A titre d'exemples, rappelons seulement que c'est Dieu qui provoque la stérilité de la maison d'Abimélek (Gen. 20,18) et qui déclenche la série de maladies énumérées dans Deut. 28, 20s. C'est Lui qui rend Anne stérile (1 Sam. 1,5s), qui afflige les Asdodiens de tumeurs (1 Sam. 5,s), qui rend malade l'enfant de Bethsabée (2 Sam. 12,15s.), qui permet au Satan de frapper Job de maladie (Job 2,5s), qui cause la maladie du psalmiste (Ps . 38,3s ; 51,10), qui suscite toutes sortes de maladies (Lév . 26,16). Ou, parfois, c'est un «esprit mauvais », mais dépêché par Yahvé, qui porte atteinte à la santé (p. ex. I Sam. 16,14s ; 18,10 ; 19,9), ou bien l'Exterminateur (Ex. 12,23), ou encore l'Ange de Yahvé (2 Rois 19,35), ou enfin une malédiction (cp. Nbres 5, 21-22 ; Lév. 26,14s., etc.), comme celle qui, après la chute, inflige à la femme les douleurs de la maternité (Gen. 3).

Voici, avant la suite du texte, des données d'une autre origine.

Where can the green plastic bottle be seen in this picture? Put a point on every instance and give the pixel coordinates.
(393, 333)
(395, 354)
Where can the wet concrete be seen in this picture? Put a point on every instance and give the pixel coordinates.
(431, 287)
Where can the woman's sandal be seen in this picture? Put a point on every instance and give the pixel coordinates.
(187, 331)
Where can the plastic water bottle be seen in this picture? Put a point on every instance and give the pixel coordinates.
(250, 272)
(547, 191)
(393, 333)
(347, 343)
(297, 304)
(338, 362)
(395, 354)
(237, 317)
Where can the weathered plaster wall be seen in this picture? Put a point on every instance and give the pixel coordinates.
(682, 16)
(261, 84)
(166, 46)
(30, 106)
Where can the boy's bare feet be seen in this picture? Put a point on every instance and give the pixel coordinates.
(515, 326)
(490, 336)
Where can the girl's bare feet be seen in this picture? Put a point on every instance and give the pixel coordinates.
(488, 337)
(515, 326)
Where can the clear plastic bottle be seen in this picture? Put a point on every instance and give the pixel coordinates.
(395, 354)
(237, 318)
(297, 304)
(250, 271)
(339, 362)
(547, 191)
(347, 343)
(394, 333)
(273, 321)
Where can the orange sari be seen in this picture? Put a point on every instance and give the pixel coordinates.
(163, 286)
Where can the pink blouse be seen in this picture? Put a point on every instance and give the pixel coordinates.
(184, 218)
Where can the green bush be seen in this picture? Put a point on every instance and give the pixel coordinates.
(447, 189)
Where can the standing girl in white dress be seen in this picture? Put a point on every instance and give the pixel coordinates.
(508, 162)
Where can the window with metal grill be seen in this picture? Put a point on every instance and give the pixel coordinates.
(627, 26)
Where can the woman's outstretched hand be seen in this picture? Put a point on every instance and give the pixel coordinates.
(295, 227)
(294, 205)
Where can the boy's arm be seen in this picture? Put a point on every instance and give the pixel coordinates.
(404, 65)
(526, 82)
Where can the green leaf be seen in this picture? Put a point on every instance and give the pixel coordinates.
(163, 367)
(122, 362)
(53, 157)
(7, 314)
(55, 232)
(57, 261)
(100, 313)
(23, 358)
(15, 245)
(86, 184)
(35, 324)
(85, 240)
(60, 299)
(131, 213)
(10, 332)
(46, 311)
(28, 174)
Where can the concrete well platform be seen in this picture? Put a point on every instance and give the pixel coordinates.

Par conséquent, quand l'Israélite tombait malade, il ne songeait guère à recourir à une thérapeutique tant soit peu rationnelle, mais bien plutôt à des démarches propitiatoires ou magiques (ex. 1 Rois 17,21 ; 2 Rois 4,22s) destinées à neutraliser l'influence surnaturelle et maligne, à des sacrifices expiatoires, à des gestes ou des contacts opérant miracles (Ex. 4,17 ; 7 20 ; 2 Rois 4,29) et, très particulièrement, à des complaintes rituelles notamment dans le Psautier. Paul Humbert, Maladie et Médecine dans l'Ancien Testament . Voir le lien dans la bibliothèque.
Un désir de justice
Cette théologie de la rétribution révèle un profond désir de justice : le méchant doit être puni et sa souffrance n’est finalement que justice. Le Dieu de la Bible semble correspondre à cette théorie. Dieu paye chacun suivant ses œuvres ; il punit et récompense, selon que l’homme est pécheur ou juste. Dans le tremblement de terre de Lisbonne le 1er novembre 1755, Voltaire s’interroge alors que les églises s’écroulent sur les nombreux fidèles venus célébrer la Toussaint :
Direz-vous, en voyant cet amas de victimes :
« Dieu s’est vengé, leur mort est le prix de leurs crimes ? »
Quel crime, quelle faute ont commis ces enfants
Sur le sein maternel écrasés et sanglants ?
Mais Dieu ne se laisse pas enfermer dans cette image. Le livre de Job dénonce la théologie de la rétribution et ouvre d’autres perspectives.